Gov. Rick Scott gave Attorney General Pam Bondi a heads up on Monday that some of the 129 hospitals being audited for Medicaid fraud or waste could be referred to her office for criminal prosecution.
Scott is on the warpath against hospitals that participate in the statewide Medicaid Managed Care program, concerned that some are over-billing the system.
Medicaid, a joint federal-state program, eats up about a third of the annual state budget.
What’s more: The state will lose about $1 billion because the federal government said it will stop paying into the Low Income Pool, a state-federal pot of money given to many hospitals to help pay for their charity care.
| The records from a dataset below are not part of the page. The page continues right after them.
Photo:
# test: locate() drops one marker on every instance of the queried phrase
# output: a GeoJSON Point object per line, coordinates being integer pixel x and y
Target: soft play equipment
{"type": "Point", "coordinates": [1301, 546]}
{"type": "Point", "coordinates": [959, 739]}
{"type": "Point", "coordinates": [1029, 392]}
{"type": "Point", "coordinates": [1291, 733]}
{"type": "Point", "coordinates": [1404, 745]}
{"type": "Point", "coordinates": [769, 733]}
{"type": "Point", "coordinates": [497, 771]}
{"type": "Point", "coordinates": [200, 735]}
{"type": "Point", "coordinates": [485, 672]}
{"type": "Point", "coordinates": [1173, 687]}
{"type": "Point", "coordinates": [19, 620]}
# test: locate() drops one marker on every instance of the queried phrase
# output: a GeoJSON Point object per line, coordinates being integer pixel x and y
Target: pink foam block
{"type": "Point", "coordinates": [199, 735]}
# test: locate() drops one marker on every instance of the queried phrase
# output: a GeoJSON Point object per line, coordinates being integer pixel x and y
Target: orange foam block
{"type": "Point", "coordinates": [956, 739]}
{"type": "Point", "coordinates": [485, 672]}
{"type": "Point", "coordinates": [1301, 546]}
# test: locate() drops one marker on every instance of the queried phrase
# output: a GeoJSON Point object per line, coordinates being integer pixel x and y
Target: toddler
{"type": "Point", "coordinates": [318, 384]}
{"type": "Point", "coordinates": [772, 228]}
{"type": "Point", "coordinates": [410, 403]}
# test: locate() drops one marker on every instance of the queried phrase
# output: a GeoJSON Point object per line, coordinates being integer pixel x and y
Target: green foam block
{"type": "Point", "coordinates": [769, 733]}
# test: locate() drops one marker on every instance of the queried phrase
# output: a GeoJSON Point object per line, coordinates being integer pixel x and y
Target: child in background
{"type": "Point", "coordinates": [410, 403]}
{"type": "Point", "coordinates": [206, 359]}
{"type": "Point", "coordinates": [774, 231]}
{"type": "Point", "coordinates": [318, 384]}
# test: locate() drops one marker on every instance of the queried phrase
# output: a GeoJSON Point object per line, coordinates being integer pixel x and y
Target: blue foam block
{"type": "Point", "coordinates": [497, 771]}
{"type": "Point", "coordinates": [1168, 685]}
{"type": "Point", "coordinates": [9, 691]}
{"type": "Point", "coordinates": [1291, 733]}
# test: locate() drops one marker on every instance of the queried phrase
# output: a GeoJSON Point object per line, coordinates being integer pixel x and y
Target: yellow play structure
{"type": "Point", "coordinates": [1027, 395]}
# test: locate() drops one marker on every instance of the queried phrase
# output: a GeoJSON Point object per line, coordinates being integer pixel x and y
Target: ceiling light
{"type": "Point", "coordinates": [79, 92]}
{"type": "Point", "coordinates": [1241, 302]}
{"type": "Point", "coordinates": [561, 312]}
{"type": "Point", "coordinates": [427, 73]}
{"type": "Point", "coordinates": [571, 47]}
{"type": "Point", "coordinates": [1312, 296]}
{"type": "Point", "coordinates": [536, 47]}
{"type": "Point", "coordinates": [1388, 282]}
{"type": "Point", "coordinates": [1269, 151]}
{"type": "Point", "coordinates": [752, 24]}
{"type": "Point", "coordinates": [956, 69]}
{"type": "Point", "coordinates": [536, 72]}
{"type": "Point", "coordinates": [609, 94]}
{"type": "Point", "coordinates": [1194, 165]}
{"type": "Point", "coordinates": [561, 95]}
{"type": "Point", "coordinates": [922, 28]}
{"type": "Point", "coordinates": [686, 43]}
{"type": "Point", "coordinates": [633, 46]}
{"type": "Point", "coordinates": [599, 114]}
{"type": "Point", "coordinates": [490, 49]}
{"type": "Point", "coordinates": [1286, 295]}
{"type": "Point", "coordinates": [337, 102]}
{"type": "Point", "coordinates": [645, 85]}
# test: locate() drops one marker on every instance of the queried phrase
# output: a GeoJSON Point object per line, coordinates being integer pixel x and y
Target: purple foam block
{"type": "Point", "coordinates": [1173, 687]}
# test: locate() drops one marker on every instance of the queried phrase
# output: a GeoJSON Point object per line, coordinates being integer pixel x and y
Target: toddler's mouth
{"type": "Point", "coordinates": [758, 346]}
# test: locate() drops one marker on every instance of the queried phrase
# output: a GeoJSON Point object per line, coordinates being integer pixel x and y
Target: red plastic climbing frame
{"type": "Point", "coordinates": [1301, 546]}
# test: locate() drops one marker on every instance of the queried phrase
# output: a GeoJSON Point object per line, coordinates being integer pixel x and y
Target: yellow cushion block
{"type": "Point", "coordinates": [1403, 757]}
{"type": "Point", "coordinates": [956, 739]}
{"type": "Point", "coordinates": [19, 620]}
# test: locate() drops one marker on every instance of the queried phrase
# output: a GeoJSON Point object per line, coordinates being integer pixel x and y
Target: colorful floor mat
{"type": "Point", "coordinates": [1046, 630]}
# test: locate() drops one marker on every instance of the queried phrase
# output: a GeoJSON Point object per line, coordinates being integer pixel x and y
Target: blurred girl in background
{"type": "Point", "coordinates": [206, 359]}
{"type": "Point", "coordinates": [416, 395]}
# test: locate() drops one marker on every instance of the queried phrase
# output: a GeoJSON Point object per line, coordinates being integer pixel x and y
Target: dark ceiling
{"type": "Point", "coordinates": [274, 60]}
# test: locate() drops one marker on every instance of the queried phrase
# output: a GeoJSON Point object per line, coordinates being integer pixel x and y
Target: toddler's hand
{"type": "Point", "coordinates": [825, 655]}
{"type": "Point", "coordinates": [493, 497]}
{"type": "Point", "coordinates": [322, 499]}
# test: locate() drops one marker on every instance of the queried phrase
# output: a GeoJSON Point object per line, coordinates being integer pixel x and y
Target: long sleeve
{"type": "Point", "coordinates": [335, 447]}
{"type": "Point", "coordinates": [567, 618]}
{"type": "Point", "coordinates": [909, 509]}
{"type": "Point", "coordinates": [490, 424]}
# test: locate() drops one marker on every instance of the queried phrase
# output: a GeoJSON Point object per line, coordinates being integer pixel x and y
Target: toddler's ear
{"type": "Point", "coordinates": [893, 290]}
In a letter released to media, Scott said Agency for Health Care Administration Secretary Liz Dudek last month asked all Florida hospitals and insurance plans in the Medicaid Managed Care program to certify what they were charging.
“Unfortunately, some hospitals either completely failed to reply, replied past the deadline, or submitted information that raised additional questions and requires further review to ensure compliance with Florida law,” Scott wrote to Bondi.
Scott said he then told Dudek to start auditing hospitals. He said he plans to make sure they are “compliant with state law and (that) there are no instances of fraud or abuse.”
As a result, 129 hospitals across the state are in the process of being audited, his letter shows, from Pensacola to Miami.
“Hospitals have made a record $3.75 billion in profits according to the most recent available data,” Scott wrote.
He told Bondi that Dudek will forward the names of any facilities “where we find suspicion of fraud or abuse to your office for investigation and potential prosecution.”
“I know that protecting consumers and combating fraudulent activity are top priorities for your office and we welcome (your) assistance … to hold all entities accountable for following the law,” he said.